ECLI:NL:CRVB:2014:2438
Centrale Raad van Beroep
- Hoger beroep
- T.L. de Vries
- H.J. Simon
- E.E.V. Lenos
- Rechtspraak.nl
Weigering van WIA-uitkering op basis van psychische klachten en alcoholgebruik
In deze zaak gaat het om de weigering van een WIA-uitkering aan appellant, die zich op 27 november 2009 ziek meldde bij het Uitvoeringsinstituut werknemersverzekeringen (Uwv) vanwege psychische klachten. Appellant ontving op dat moment een werkloosheidsuitkering. Het Uwv weigerde op 16 december 2011 de WIA-uitkering, omdat de mate van arbeidsongeschiktheid minder dan 35% was. Dit besluit werd in een later stadium door de rechtbank Breda bevestigd, waarna appellant in hoger beroep ging.

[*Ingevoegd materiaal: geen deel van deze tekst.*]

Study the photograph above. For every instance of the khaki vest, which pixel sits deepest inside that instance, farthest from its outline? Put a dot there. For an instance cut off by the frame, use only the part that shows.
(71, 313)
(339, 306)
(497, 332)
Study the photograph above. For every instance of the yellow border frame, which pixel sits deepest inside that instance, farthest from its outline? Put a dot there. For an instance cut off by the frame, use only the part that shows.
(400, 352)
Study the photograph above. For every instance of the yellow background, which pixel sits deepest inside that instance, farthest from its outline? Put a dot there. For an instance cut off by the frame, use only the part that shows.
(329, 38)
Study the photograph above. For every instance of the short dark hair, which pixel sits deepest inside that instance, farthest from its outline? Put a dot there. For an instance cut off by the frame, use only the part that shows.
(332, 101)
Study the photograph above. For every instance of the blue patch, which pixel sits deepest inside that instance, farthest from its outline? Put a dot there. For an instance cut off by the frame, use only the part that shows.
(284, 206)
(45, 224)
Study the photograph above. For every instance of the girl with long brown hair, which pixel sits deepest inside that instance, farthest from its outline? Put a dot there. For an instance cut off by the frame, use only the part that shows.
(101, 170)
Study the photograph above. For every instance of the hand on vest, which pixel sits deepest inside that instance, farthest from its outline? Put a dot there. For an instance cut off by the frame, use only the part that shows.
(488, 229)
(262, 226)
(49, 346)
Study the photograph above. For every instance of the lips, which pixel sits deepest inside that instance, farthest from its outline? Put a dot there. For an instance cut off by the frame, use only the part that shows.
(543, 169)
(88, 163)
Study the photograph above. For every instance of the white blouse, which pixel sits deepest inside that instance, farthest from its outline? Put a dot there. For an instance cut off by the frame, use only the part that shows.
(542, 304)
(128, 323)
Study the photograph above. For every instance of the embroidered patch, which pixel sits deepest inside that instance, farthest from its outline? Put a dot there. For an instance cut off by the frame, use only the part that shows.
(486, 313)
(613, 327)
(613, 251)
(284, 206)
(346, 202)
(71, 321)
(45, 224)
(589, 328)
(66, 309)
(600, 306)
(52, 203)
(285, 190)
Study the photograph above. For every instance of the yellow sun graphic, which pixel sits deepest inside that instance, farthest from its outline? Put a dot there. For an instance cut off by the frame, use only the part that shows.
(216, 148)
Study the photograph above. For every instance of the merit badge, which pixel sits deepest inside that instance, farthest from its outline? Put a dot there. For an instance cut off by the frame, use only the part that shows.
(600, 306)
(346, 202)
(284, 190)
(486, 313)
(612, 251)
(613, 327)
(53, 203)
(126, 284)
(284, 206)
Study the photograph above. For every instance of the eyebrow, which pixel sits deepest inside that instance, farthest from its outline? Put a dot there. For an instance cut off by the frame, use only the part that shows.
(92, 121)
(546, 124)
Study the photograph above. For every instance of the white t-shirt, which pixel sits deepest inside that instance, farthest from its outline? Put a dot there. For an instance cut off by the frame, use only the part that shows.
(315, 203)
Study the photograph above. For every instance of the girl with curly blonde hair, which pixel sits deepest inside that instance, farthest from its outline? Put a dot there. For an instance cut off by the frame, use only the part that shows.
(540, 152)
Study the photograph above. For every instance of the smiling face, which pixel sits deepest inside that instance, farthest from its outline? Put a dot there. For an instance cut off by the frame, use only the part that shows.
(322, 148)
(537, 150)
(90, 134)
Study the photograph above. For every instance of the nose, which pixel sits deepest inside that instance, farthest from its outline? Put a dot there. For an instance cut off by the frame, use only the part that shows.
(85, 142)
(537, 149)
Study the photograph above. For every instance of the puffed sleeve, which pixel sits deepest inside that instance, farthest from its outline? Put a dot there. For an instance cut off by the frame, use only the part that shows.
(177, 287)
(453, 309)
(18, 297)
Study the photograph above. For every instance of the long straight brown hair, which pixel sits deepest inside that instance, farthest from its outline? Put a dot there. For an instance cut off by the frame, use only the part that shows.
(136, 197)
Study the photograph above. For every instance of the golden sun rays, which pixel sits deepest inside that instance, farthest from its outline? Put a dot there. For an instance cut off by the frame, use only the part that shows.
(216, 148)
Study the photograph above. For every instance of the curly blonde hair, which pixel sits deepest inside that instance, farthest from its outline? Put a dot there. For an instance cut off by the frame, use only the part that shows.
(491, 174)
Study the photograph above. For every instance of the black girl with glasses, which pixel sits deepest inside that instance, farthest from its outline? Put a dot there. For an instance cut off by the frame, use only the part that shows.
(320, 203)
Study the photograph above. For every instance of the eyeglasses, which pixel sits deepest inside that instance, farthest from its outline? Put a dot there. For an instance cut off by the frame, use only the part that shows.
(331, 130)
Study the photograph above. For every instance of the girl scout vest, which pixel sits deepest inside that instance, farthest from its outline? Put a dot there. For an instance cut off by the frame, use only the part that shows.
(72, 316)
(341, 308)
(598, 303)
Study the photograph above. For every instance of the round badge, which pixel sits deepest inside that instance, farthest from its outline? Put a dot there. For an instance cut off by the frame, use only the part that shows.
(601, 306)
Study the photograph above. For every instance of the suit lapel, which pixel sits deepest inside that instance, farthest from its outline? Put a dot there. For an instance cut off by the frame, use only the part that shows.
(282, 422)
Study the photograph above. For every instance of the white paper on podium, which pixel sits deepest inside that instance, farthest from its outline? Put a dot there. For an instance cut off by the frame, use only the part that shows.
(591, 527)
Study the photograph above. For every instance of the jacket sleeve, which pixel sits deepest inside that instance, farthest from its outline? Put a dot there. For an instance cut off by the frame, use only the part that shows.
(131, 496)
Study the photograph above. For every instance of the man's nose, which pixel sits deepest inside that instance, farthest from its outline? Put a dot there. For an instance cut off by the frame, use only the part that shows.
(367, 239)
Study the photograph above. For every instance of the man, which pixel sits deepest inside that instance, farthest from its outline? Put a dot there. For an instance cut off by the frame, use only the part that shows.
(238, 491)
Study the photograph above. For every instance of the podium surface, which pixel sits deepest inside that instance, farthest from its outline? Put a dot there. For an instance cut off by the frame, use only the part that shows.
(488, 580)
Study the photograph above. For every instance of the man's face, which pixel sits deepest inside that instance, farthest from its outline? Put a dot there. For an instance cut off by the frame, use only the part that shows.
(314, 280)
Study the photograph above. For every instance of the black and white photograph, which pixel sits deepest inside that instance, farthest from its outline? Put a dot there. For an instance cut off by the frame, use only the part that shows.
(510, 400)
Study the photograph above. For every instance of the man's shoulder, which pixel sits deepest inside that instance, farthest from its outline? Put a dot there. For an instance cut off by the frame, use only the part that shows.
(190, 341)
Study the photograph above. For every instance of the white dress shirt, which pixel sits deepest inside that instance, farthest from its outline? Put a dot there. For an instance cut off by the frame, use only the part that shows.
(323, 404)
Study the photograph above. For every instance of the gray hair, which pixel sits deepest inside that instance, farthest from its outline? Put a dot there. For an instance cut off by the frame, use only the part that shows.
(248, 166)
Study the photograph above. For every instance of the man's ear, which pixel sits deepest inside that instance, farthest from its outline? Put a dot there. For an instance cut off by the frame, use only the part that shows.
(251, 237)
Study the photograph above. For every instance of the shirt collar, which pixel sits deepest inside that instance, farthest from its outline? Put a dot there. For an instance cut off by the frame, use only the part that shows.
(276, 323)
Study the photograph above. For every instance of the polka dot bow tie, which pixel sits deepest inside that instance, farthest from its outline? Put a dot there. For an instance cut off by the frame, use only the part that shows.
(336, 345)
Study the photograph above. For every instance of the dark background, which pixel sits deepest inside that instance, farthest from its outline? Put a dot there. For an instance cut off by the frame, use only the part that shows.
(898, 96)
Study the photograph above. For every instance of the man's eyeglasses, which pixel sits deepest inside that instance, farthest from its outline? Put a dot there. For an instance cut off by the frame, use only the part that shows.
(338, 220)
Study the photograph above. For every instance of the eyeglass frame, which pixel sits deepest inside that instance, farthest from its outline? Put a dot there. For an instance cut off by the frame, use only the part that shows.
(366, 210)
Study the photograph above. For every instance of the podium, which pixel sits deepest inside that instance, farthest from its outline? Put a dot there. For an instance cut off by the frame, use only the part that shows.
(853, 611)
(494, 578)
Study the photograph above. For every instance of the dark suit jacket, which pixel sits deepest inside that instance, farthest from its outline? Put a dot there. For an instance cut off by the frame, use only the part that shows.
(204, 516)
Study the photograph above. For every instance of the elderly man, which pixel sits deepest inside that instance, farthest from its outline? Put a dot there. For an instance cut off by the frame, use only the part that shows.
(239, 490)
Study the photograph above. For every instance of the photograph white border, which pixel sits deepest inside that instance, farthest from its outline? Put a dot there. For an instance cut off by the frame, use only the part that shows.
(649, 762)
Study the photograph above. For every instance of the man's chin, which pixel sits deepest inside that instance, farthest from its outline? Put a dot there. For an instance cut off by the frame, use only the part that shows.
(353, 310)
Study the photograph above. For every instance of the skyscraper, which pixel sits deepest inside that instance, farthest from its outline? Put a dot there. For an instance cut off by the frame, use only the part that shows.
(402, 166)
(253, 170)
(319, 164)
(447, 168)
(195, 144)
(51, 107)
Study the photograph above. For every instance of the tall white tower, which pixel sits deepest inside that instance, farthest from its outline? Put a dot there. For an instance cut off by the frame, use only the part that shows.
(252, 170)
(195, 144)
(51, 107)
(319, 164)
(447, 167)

De Centrale Raad van Beroep heeft de zaak op 18 juli 2014 behandeld. Appellant, bijgestaan door zijn advocaat mr. M.A.L. Timmermans, voerde aan dat het Uwv zijn beperkingen niet correct had ingeschat. Hij verwees naar een rapport van psychiater W. Eland, waarin werd gesteld dat hij meer beperkingen had dan het Uwv had aangenomen, met name op het gebied van aandacht, concentratie en energie, en dat zijn alcoholmisbruik tot beperkingen zou moeten leiden.
De Raad oordeelde dat de verzekeringsartsen van het Uwv alle relevante medische gegevens hadden meegewogen en dat er geen aanleiding was om te twijfelen aan hun conclusies. De Raad concludeerde dat appellant niet lijdt aan agorafobie in een mate die extra beperkingen voor arbeid rechtvaardigt. Bovendien werd vastgesteld dat een verslaving aan alcohol op zich niet als ziekte of gebrek kan worden aangemerkt, tenzij er uit de verslaving beperkingen voortvloeien. In dit geval was niet gebleken dat appellant op de datum in geding meer beperkt was voor het verrichten van arbeid dan het Uwv had aangenomen.
De Centrale Raad van Beroep bevestigde de uitspraak van de rechtbank en oordeelde dat de functies die aan het bestreden besluit ten grondslag lagen, medisch geschikt waren voor appellant. Er was geen aanleiding voor een proceskostenveroordeling.